Prickles are small, sharp structure which are the outgrowths from epidermal cells of stem or leaf. It helps the plant in scrambling over other plants. It is also protective against herbivory. Example: Rosa spp.
IV. Storage Leaves
Some plants of saline and xerophytic habitats and members of the family Crassulaceae commonly have fleshy or swollen leaves. These succulent leaves store water, mucilage or food material. Such storage leaves resist desiccation. Example: Aloe, Agave, Bryophyllum.
V. Phyllode
Phyllodes are flat, green-coloured leaf- like modifications of petioles or rachis. The leaflets or lamina of the leaf are highly reduced or caducous. The phyllodes perform photosynthesis and other functions of leaf. Example: Acacia auriculiformis (Australian Acacia), Parkinsonia.
VI. Pitcher
The leaf becomes modified into a pitcher in Nepenthes and Sarracenia. In Nepenthes the basal part of the leaf is laminar and the midrib continues as a coiled tendrillar structure. The apical part of the leaf is modified into a pitcher the mouth of the pitcher is closed by a lid which is the modification of leaf apex.
VII. Bladder
In bladderwort (Utricularia), a rootless free- floating or slightly submerged plant common in many water bodies, the leaf is very much segmented.
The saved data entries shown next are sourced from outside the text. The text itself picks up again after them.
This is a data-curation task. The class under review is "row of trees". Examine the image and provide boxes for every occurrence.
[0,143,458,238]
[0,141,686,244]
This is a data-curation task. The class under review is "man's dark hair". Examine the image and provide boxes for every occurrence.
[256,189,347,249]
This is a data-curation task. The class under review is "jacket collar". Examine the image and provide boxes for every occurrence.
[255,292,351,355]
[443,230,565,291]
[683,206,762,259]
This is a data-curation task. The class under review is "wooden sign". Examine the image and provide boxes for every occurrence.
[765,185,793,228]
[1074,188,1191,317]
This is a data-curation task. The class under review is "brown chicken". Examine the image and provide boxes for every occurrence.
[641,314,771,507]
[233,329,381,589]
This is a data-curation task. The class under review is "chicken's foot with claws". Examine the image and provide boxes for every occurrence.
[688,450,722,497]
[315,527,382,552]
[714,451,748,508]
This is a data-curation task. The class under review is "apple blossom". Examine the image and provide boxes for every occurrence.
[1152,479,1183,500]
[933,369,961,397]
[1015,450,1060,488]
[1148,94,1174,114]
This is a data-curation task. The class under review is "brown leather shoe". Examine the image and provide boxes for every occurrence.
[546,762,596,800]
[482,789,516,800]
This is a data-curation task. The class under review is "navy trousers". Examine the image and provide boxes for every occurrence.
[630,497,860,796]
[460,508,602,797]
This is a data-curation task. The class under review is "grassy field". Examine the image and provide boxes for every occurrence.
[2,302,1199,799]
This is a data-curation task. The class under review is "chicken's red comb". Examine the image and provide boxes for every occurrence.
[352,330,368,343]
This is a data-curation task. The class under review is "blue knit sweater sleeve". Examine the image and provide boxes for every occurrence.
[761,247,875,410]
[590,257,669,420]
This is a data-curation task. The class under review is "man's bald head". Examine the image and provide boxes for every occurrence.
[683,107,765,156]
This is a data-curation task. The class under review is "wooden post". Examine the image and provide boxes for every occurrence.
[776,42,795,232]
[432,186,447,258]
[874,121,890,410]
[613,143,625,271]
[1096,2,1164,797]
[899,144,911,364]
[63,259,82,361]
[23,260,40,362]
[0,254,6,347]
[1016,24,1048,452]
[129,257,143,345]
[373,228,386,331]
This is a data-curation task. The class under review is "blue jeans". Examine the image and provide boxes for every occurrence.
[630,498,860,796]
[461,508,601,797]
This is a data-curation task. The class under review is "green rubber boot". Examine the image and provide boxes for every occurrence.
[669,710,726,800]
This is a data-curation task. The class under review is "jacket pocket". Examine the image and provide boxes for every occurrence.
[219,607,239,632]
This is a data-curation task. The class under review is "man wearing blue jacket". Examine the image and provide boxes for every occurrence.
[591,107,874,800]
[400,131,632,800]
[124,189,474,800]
Some of these segments are modified to form bladder-like structures, with a trap-door entrance that traps aquatic animalcules.
VIII Floral leaves
Floral parts such as sepals, petals, stamens and carpels are modified leaves. Sepals and petals are leafy. They are protective in function and considered non-essential reproductive parts. Petals are usually coloured which attract the insects for pollination. Stamens are considered pollen bearing microsporophylls and carpels are ovule bearing megasporophylls.
Leaf duration
Leaves may stay and function for few days to many years, largely determined by the adaptations to climatic conditions.
Caducuous (Fagacious)
Falling off soon after formation. Example: Opuntia, Cissus quadrangularis. Leaf hooks-Bignonia Leaf spines- Opuntia
Deciduous
Falling at the end of growing season so that the plant (tree or shrub) is leafless in winter/ summer season. Example: Maple, Plumeria, Launea, Erythrina.
Evergreen
Leaves persist throughout the year, falling regularly so that tree is never leafless. Example: Mimusops, Calophyllum.
Marcescent Leaves not falling but withering on the plant as in several members of Fagaceae.